This is the third in our series of articles about SEO on Web sites with tens of thousands to millions of pages. Large sites require Content Management Systems (CMS). From a SEO perspective, problems can arise from duplicate content created by a CMS.
CMS software is a wonderful tool in managing the content on a large site, a task you certainly wouldn't want to take on by hand.
Top 4 Duplicate Content Problems
- Search engines prefer showing only one version of a particular document in their SERPs (define). Search engines will simply filter out the duplicates. Removing duplicate content is only the first problem.
- When search engines come to your site, they have a plan regarding how many pages they are going to crawl. Maybe today they'll look at 1,000 pages. If 300 are duplicate content, you've wasted a part of the "crawl budget" by crawling pages that will never rank highly in their index, if at all. If you have a site with 100,000 pages, wasting your crawl budget becomes a big problem.
- Wasting link juiceoccurs because pages on your site that link to duplicate content are voting some of their link juice for those pages, even though they'll never rank. You'd be much better off if those pages instead voted that link juice on pages that might rank.
- Sites with a high percentage of duplicate content may simply get penalized as a result of being perceived by the search engines as a low value Web site.
How a CMS Duplicates Content
There are a few ways a CMS might render duplicate content on your site. I covered one of these in detail in "SEO Hell, A CMS Production."
Sites that use a multi-tiered hierarchy, such as a product catalog, may be designed for start with a category, then a sub-category, and product. The basic way you end up accessing a product is at a URL such as: www.youdomain.com/category/subcategory/product.html.
No problem yet. Where you run into problems: if you can also access the same product page using www.yourdomain.com/subcategory/product.html or www.yourdomain.com/product.html. This becomes a much bigger problem when the CMS itself actually uses the different variants of the URL and therefore exposes them to search engine crawlers.
In similar fashion, you might be able to access a page using www.yourdomain.com/category/subcategory/product.html, and www.yourdomain.com/category/subcategory/product.html?id=12343. Once again, this becomes a big issue when the CMS actually uses varying versions of the URL itself and makes them visible to crawlers.
Session IDs represent an old form of this problem, but you still see it from time to time. A Session ID is a parameter appended to the end of a URL by the CMS on a user by user basis. In other words, every visitor to the site gets their own unique session ID.
Older CMS systems used to use this for tracking each visitor's visit. This is extremely helpful if a user has made several selections on the site already, for example, and entered a zip code.

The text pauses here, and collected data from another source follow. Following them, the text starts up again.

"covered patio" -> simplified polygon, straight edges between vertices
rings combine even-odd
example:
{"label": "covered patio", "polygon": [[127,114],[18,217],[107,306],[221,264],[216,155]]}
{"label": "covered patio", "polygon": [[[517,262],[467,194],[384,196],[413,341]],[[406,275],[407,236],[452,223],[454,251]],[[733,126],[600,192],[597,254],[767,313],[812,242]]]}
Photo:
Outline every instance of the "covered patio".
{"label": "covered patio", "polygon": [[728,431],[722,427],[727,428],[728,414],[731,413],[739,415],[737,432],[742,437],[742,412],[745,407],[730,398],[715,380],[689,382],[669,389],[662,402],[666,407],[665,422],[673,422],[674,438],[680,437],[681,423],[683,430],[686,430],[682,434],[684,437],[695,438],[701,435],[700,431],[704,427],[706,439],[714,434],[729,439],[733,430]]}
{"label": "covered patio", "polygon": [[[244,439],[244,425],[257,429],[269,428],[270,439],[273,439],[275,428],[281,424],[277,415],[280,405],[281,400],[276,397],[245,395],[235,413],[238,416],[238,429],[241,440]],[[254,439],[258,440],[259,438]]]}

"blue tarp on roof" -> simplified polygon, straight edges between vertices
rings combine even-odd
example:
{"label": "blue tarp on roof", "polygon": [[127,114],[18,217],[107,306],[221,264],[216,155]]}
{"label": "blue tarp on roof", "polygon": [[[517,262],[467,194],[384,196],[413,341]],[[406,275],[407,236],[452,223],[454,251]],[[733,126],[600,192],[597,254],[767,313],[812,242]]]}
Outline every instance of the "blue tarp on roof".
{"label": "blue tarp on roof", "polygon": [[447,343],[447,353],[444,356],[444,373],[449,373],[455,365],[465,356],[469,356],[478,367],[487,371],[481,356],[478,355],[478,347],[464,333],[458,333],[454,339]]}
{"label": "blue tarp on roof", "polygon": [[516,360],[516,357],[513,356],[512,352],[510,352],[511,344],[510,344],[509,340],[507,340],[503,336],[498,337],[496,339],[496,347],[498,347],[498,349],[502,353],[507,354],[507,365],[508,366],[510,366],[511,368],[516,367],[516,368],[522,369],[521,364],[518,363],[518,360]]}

The system wants to ensure it remembers that data as the user surfs around the site.
However, it produces a deadly form of duplicate content, because the search engine sees a different set of URLs for the site for every single visit that person makes.
Date and category archiving of content on a blog, such as WordPress, can create lots of duplicate content pages. The most extreme cases of this are when you have a category or date archive (e.g. July 2007) with only one article in it. As a result, that page ends up being an exact duplicate of the permalink page for the post itself.
However, even a category with five posts in it isn't adding any new content value to the site. After all, the entire content on the page of that category is content found across other pages of the site.
The devil is in the details here. The way to resolve these issues depends on the particular CMS. Sometimes you can configure the CMS itself to eliminate some of these problems.
Other times, you need to use your robots.txt file to tell the search engines you don't want them to crawl the pages in question.
For example, if you don't want the search engines to crawl your date based archive pages, you have to specify that group of pages in your robots.txt file using the disallow command. This is definitely a task for a programmer, and you want to make sure this is done absolutely correctly, as making a mistake in your robots.txt file has the potential to be disastrous.
If you are trying to clean up some of the duplicate content problems inherent in WordPress, you can use Joost de Valk's Meta Robots WordPress plugin. This greatly simplifies and speeds the clean up of the duplicate content created by WordPress.
Ultimately, you need to understand the exact nature of the problem on your site, and devise a strategy for coping with it. It's not easy to do, but the benefits it brings to your search engine strategy are well worth the trouble.